Lenora de Barros has a very close relationship with the heritage of the Brazilian constructivist project and, particularly, with the Concrete movement in São Paulo.  There is, of course, the biographic data: she’s the daughter of Geraldo de Barros (1923-1998), one of the most important names in this movement, not only for his work as for the fact that his field of operation preserves the original utopia of the German and Russian roots of constructivism: the artistic experience had to extend itself to useful applications in people’s everyday lives. He was a painter, engraver, photographer, graphic and product designer. The artist has transformed this familiar heritage into an intellectual heritage which can be featured as an authentic elective affinity. But why do I care about this data? Because Lenora’s work is a clear demonstration that the recognition of constructivism’s contribution does not imply in the blind reproduction of its dogmas. Lenora has this contribution as a background and a reservoir of intellectual energy that, in her work, is transformed into the aesthetic problems of the present. 

Four stages of four different experiences are presented in sequence, in Lenora de Barros’s four videos: Tato do olho (The touch of the eye) (time: 1’00), Ela não quer ver (She doesn’t  want to see) (time: 4’04), Já vi tudo (I’ve seen it all) (time: 9’50) and Há mulheres (There are women) (time: 1’00). Tato do olho (The touch of the eye) opens the series with an irony on the cartesian view of the sensitive world that used to compare the touch to the look and got to the point of finding very close equivalencies between both senses. This point of view was eventually criticized by Merleau-Ponty in Olho e o Espírito (The eye and the spirit). Two elements are constant in the three videos, the use of the close-up and of the word poetically structured as a narrative. In Tato do olho (Touch of the eye) the intervention of words occurs exclusively in the subtitles and the close-up is kept on the face of the artist; the action is dumb, strictly punctuated by the sound of covering the eyes with one’s own hands. Poetry and image are always present in Lenora’s work.
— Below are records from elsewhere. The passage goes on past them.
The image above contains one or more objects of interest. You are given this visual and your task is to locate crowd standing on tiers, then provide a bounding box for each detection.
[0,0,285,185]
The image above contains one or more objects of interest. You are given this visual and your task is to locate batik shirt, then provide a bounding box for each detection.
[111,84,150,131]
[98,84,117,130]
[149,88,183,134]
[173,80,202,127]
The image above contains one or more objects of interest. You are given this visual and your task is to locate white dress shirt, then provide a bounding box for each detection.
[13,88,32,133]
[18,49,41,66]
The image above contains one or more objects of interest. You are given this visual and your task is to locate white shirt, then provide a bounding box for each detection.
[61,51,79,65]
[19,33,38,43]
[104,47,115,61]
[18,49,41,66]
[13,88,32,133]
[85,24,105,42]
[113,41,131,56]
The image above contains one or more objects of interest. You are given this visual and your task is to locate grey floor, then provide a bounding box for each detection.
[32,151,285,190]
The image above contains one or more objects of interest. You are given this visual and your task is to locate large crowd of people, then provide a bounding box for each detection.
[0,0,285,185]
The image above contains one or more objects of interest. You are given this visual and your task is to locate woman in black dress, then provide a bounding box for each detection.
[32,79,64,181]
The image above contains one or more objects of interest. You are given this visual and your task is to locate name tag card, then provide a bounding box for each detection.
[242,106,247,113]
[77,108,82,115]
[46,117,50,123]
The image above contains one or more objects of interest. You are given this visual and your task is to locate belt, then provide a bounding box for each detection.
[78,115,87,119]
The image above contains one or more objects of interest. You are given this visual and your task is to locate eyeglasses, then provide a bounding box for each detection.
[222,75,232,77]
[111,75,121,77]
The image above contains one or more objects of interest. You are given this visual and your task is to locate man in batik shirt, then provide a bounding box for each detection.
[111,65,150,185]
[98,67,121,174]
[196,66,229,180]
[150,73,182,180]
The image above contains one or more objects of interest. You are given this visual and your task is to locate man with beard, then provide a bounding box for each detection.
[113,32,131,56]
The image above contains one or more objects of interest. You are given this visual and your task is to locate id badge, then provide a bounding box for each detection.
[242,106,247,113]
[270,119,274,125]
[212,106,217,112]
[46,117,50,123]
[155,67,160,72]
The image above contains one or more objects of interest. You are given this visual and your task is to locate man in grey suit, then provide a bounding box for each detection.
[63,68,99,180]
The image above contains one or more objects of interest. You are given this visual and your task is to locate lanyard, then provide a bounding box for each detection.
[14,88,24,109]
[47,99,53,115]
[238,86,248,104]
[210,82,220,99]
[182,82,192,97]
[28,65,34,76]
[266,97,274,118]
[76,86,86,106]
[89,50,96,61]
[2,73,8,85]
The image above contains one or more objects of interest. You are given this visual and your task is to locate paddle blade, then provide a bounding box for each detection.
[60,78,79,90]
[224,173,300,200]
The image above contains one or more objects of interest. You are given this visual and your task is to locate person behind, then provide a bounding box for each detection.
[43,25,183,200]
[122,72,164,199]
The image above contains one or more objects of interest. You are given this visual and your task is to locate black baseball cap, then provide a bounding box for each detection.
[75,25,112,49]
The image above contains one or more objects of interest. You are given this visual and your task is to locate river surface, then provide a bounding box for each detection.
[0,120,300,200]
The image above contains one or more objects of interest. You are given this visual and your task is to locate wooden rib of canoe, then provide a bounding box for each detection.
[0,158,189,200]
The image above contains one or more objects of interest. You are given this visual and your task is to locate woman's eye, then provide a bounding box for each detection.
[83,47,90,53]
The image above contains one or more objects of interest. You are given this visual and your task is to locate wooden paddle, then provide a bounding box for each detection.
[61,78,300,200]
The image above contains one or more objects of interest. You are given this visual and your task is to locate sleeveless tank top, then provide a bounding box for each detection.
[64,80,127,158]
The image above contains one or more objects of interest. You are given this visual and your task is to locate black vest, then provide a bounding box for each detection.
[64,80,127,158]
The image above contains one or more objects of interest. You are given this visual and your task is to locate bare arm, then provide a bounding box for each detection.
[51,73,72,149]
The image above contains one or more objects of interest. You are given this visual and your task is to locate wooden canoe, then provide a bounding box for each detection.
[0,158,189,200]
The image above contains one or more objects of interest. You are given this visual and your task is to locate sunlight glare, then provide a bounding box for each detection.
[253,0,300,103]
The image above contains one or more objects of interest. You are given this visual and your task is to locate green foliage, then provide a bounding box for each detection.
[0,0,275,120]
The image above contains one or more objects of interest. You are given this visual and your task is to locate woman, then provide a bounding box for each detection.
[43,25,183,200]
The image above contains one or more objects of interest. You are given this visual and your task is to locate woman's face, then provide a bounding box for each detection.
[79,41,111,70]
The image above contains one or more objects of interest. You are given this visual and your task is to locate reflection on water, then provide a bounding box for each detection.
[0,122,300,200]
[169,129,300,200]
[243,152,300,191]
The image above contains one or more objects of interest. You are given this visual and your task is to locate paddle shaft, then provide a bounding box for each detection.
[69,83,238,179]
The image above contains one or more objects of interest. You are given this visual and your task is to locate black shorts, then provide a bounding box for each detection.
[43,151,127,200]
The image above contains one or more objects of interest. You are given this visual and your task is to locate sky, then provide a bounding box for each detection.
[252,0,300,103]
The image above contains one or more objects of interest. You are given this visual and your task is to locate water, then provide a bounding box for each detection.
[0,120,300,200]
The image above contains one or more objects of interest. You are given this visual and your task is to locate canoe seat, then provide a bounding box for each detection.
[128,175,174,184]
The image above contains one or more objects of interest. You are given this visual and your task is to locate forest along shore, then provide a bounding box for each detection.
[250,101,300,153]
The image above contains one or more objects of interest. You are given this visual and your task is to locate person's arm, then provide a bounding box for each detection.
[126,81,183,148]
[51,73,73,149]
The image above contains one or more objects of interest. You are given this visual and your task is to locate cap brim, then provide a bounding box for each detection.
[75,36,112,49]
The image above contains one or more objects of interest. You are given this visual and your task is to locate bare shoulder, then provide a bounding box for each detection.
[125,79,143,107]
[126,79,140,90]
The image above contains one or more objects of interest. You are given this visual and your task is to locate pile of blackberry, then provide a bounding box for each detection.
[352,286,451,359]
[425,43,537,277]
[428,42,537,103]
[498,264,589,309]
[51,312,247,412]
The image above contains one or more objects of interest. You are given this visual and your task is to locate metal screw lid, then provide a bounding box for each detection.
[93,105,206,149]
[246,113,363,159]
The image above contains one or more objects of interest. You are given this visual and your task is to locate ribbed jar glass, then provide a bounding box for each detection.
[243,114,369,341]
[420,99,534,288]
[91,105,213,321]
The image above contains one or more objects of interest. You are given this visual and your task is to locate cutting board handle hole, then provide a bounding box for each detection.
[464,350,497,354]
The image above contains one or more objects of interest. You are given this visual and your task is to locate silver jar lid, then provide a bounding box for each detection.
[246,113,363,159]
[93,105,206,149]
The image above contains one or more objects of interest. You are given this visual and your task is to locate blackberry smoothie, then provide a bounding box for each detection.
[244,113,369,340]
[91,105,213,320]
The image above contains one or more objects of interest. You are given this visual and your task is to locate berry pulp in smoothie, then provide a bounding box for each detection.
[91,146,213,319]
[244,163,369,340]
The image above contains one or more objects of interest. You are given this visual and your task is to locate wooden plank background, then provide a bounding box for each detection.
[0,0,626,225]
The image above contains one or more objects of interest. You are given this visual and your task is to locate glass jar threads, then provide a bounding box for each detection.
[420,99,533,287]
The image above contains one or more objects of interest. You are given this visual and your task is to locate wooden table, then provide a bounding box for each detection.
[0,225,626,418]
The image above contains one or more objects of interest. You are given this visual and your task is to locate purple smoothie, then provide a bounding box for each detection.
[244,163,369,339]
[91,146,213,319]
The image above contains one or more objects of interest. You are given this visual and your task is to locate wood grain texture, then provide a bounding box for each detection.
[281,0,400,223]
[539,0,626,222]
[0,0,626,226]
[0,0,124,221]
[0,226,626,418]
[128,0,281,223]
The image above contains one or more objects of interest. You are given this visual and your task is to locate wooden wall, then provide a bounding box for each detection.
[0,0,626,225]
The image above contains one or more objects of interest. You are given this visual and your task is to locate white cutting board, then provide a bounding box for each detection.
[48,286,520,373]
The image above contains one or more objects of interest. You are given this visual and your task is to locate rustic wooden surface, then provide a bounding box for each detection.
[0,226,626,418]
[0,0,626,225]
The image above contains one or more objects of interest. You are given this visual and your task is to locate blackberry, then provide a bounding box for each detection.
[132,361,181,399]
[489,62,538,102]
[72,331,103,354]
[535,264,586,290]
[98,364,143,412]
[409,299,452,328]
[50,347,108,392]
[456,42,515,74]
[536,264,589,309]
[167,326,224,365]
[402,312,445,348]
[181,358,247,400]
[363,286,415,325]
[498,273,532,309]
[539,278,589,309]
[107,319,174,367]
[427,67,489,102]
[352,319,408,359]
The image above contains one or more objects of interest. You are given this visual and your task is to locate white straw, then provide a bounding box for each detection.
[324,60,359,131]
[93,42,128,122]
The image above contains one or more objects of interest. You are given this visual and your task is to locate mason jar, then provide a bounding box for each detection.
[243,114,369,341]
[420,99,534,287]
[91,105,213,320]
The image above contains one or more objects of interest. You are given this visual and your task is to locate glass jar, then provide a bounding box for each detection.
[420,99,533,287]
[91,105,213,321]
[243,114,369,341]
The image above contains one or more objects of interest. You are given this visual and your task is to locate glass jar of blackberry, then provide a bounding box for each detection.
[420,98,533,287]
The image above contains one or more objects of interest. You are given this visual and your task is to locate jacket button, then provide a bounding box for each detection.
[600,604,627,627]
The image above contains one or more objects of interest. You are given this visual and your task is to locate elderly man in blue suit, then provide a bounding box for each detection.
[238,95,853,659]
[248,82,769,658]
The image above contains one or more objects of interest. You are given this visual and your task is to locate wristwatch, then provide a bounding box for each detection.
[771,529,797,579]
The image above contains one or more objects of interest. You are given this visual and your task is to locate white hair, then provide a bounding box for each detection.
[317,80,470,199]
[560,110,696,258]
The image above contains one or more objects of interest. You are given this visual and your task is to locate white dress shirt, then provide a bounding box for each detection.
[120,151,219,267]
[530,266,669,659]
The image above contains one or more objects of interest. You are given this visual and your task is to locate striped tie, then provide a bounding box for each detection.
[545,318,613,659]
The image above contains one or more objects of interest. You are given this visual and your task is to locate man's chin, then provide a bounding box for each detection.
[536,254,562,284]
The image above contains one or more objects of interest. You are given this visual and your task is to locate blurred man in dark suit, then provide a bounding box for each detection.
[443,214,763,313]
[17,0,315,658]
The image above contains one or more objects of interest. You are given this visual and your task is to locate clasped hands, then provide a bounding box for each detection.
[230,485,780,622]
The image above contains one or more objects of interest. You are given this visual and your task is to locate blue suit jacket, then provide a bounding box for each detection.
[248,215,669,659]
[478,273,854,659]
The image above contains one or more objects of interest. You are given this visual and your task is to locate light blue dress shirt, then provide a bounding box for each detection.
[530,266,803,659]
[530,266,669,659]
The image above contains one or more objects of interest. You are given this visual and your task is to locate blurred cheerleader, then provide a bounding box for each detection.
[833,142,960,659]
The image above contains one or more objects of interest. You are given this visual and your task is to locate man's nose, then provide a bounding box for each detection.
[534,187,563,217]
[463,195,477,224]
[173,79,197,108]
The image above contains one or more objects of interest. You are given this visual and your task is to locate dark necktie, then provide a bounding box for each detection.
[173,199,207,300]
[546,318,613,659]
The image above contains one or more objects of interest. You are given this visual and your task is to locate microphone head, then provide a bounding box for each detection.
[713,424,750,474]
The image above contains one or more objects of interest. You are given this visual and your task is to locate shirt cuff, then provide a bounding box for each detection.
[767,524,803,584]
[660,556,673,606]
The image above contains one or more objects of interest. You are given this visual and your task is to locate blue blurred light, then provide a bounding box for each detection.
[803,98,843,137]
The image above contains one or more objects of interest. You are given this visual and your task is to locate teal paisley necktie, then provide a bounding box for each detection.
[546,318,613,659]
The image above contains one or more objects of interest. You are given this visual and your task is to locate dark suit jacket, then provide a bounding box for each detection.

If the concision of the image and the use of the fixed camera could be attributed to a constructivist economy, she withdraws from it when she introduces a dramatic interpetation, of an ambiguous character, actually ambivalent. which introduces a strong tension in the four works. It alternates from a true drama to the most complete comic effect in, for example, Ela não quer ver (She doesn’t  want to see) and  Já vi tudo (I’ve seen it all). It culminates in Há mulheres (There are women) where the dramatic tone lowers to degree zero for a poetic reading on the female condition. The genre character that crosses all of her work in no time slides into feminist populism. On the opposite, even before this last moment of the process distributed into four parts, Ela não quer ver (She doesn’t  want to see) and Já vi tudo (I’ve seen it all)  had already shown us two extremes of the same female spirit. Through this poetic intelligence, the human condition and the female condition become blended in a productive symbiosis in the work of Lenora de Barros.